Does it actually speak the language?
Before any voice-quality score means anything, the model has to actually speak the language. We transcribe each model's spoken reply with Whisper and check it is intelligible and in the target language — three realtime models across five Southeast Asian languages. Pick a tab for that language's gate; Thai also carries a tone-shape probe, and cross-lingual voice-hold is pending an S2S run. n=1 per cell — directional.
Thai is the only tonal language in this set — five lexical tones (mid, low, falling, high, rising) carry word-distinguishing pitch contours, and it is the hardest language here.
Nativeness floor — %V
Vocalic proportion (voiced duration ÷ speech duration).
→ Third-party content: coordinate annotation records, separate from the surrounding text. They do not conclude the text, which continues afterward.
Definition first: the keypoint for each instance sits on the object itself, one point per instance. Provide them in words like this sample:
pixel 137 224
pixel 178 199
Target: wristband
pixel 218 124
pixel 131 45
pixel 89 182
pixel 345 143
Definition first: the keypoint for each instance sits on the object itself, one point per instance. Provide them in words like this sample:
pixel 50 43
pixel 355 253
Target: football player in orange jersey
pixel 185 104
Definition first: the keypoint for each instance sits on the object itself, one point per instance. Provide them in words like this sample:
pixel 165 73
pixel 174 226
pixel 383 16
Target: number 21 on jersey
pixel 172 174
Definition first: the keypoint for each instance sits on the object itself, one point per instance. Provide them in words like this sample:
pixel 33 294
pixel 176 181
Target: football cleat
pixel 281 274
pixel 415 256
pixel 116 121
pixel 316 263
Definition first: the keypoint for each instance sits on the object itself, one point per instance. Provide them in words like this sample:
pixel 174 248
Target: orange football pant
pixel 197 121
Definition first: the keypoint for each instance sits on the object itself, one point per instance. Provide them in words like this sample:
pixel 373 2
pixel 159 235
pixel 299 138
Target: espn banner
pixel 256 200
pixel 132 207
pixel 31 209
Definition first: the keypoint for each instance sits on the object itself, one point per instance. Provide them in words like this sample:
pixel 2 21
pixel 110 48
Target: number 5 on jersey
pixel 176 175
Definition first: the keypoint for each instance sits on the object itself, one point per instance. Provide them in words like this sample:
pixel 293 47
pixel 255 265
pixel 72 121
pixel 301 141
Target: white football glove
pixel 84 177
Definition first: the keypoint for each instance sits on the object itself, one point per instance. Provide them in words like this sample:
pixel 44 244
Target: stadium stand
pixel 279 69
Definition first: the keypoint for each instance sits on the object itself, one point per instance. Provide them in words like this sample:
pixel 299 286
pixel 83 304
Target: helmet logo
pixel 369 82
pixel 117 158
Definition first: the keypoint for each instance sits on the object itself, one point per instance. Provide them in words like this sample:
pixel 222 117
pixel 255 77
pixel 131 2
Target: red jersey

Syllable-timed Thai sits high; English-timed delivery compresses vowels and drops. A bar below the floor reads as non-native rhythm.
Tone-shape fidelity — per tone
Per-tone match between each provider's F0 contour (semitones above its own median) and the canonical Thai five-tone template. Five lexical tones; higher = closer to the canonical pitch trajectory in both shape and register.
Anglicization index
How often Thai-marked phones (aspirated pʰ tʰ kʰ, palatal ɲ) are detected as their plain English-like equivalents instead. Lower = more Thai-marked phones preserved.
The tone tab's per-tone radar — the model's pitch contour scored against
the canonical Thai five-tone template, per syllable — ports from the TTS
tone_shape analyzer and is
pending an S2S run. Until then the tab shows a "coming soon"
state; we do not synthesize per-tone numbers here.